I want progressives to tell stories, since that is the only thing that can counter conservative stories, but keep them accurate. For instance, scientists have been trained to depersonalize their speeches, to speak literally, not figuratively. As a result, it has been easy for the Luntz-Trump crowd to create stories in which scientists are the villains.

But people have emotional connections to the things they get from science — like iPhones — because the people who sell those things have spent millions studying the best emotional marketing and branding techniques, which are built around stories and the figures of speech.

So a key aim of the marchers and speakers must be to help humanize scientists — and show how scientists help humanity. And that requires storytelling.

As Nobelist Kahneman explained in Thinking, Fast and Slow, his best-selling popular treatment of behavioral economics, “The confidence that individuals have in their beliefs depends mostly on the quality of the story they can tell about what they see, even if they see little.”

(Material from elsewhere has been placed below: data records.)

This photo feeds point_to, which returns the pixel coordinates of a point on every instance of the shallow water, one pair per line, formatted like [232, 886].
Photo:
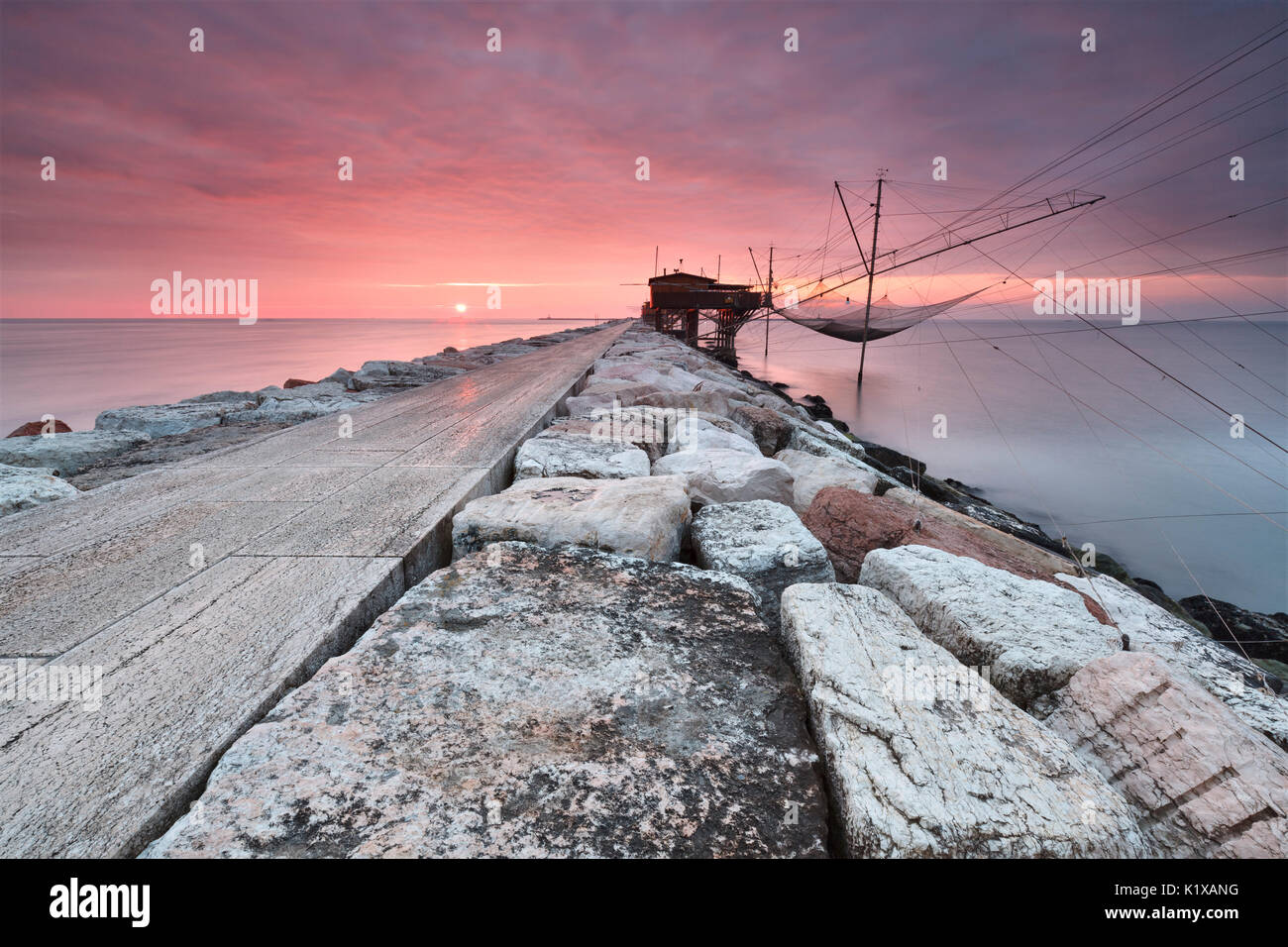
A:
[1112, 471]
[73, 368]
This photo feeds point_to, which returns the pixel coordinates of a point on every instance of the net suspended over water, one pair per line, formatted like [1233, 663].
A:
[842, 318]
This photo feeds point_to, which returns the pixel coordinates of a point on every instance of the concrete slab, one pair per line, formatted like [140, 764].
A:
[307, 536]
[180, 680]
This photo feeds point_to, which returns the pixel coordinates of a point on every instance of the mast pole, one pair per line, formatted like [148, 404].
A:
[867, 312]
[771, 298]
[849, 221]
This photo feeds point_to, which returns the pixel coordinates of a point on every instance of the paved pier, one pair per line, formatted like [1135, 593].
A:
[304, 538]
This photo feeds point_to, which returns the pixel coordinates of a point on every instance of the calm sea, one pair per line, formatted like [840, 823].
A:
[1127, 468]
[1120, 470]
[73, 368]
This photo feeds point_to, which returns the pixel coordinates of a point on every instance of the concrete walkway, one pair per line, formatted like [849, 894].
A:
[301, 539]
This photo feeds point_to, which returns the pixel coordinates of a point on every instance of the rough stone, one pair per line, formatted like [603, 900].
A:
[526, 702]
[850, 525]
[724, 475]
[1034, 635]
[1231, 678]
[712, 402]
[771, 429]
[160, 420]
[698, 434]
[30, 428]
[398, 375]
[64, 455]
[764, 543]
[812, 474]
[639, 515]
[923, 757]
[1260, 635]
[24, 487]
[1205, 783]
[576, 455]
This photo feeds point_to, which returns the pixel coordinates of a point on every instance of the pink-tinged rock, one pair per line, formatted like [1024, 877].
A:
[526, 702]
[639, 515]
[1206, 784]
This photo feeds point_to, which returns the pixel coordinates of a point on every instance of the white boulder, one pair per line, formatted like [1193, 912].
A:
[1205, 783]
[24, 487]
[1033, 634]
[812, 474]
[923, 757]
[554, 454]
[638, 515]
[1227, 676]
[68, 453]
[725, 475]
[764, 543]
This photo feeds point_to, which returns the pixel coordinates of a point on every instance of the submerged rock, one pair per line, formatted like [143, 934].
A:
[526, 702]
[558, 453]
[771, 429]
[724, 475]
[24, 487]
[639, 515]
[161, 420]
[64, 455]
[923, 757]
[1206, 784]
[1229, 677]
[1033, 634]
[851, 525]
[764, 543]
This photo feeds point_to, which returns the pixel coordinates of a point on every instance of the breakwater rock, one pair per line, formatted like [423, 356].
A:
[639, 648]
[532, 702]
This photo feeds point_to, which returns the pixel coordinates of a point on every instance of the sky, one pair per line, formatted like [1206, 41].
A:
[519, 167]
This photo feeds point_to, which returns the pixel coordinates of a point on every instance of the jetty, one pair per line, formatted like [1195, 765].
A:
[300, 539]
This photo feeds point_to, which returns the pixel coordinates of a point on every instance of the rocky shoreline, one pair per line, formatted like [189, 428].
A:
[703, 620]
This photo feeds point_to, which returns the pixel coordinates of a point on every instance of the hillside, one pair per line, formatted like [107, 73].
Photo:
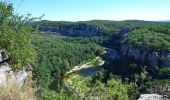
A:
[84, 60]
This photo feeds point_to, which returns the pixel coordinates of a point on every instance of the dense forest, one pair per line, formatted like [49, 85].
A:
[50, 49]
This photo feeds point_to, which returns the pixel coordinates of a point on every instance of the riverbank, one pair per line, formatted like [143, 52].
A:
[97, 62]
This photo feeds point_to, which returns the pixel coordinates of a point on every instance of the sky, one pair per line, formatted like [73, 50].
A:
[82, 10]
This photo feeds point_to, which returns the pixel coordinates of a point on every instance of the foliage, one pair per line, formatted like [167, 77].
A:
[81, 88]
[56, 56]
[11, 91]
[15, 37]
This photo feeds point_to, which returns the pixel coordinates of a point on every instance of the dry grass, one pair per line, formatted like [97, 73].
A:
[11, 91]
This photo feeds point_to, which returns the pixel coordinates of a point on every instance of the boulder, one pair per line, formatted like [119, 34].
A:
[153, 59]
[166, 62]
[151, 97]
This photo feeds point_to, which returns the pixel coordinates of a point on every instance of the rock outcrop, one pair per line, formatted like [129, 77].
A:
[151, 97]
[73, 30]
[6, 72]
[111, 54]
[153, 58]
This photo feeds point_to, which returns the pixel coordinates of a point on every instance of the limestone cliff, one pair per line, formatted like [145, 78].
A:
[73, 30]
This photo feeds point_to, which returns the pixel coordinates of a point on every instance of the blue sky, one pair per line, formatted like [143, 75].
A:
[80, 10]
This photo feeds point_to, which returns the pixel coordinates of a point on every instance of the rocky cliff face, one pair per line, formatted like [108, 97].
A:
[6, 72]
[153, 58]
[73, 30]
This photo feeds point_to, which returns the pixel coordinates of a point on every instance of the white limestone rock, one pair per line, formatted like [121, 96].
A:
[151, 97]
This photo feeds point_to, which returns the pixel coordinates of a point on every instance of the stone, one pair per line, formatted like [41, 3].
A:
[166, 62]
[151, 97]
[153, 59]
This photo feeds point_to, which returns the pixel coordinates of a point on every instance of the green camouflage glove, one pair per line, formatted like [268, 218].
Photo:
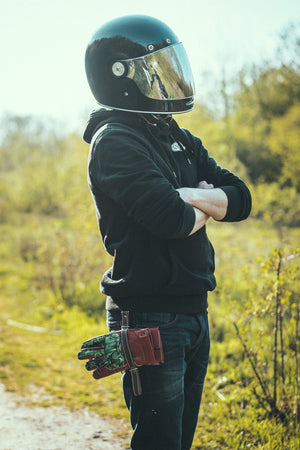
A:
[104, 350]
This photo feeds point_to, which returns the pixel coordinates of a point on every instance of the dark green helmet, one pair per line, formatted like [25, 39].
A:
[136, 63]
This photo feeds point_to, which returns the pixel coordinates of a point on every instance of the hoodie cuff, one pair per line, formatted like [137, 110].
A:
[234, 203]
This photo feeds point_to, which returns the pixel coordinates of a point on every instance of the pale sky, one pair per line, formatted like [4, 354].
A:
[42, 45]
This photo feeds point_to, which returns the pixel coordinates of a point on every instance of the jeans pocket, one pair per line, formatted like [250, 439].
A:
[153, 319]
[113, 320]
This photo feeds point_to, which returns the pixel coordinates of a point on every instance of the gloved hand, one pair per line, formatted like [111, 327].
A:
[101, 351]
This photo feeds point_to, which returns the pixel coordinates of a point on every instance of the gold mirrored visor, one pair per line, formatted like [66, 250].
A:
[162, 75]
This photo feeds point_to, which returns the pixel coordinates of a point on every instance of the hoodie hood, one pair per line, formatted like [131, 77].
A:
[103, 116]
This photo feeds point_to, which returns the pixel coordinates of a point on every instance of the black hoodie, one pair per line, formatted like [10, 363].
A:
[134, 170]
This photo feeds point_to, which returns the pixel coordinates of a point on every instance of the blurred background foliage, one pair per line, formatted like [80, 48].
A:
[52, 258]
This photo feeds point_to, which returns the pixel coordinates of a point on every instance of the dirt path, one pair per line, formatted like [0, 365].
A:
[55, 428]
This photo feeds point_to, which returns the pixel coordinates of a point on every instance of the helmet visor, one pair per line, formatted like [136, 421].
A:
[163, 75]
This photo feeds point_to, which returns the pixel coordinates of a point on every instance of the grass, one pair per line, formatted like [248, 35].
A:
[41, 364]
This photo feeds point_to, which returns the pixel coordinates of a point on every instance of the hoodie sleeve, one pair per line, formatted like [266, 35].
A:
[121, 167]
[239, 197]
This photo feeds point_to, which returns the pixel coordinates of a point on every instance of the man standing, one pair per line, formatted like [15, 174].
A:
[155, 187]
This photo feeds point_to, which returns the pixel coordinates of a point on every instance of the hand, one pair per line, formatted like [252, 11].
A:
[189, 195]
[204, 185]
[103, 350]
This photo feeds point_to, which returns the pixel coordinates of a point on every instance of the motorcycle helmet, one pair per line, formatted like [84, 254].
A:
[136, 63]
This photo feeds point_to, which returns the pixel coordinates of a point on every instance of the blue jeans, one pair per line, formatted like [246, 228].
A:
[165, 416]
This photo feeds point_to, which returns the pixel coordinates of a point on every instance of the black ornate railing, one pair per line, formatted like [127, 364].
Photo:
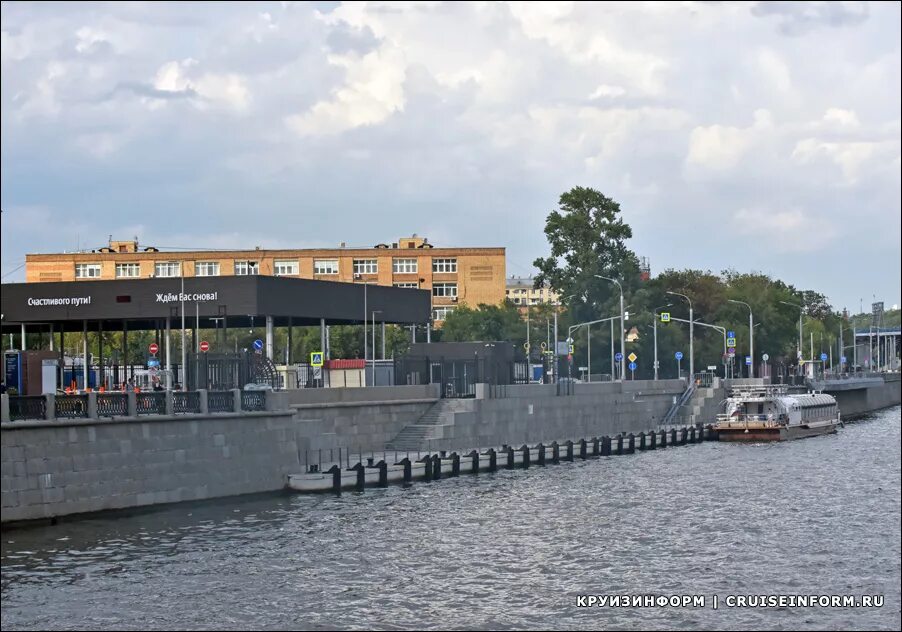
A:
[151, 403]
[71, 406]
[253, 400]
[185, 402]
[27, 407]
[112, 404]
[220, 402]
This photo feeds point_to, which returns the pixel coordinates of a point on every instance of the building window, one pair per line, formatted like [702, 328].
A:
[285, 268]
[167, 269]
[365, 266]
[444, 265]
[325, 266]
[128, 270]
[247, 268]
[206, 268]
[87, 270]
[444, 289]
[404, 266]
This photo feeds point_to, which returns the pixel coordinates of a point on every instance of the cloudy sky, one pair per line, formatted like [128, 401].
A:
[755, 136]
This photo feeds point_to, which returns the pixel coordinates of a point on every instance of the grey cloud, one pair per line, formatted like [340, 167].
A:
[797, 18]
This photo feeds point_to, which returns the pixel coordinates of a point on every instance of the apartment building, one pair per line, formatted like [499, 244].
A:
[454, 275]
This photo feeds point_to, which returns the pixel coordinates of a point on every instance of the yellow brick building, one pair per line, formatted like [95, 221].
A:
[454, 275]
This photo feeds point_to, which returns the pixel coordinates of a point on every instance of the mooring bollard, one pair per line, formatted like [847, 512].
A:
[493, 460]
[436, 467]
[408, 469]
[335, 471]
[474, 455]
[361, 476]
[427, 461]
[605, 446]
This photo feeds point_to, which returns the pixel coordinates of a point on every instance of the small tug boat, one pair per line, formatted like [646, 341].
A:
[772, 413]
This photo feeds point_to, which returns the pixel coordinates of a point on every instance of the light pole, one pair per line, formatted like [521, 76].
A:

If you want some good advice on crafting stories, read the latest book from marine biologist turned filmmaker Randy Olson, Houston, We Have a Narrative: Why Science Needs Story. You can also hear him dissect the election results in a podcast: “Brander in Chief: How Trump’s Narrative Intuition Beat Clinton and Put a Reality TV Actor in the White House.”

Everyone has a great story to tell, but not everyone knows how to tell a great story.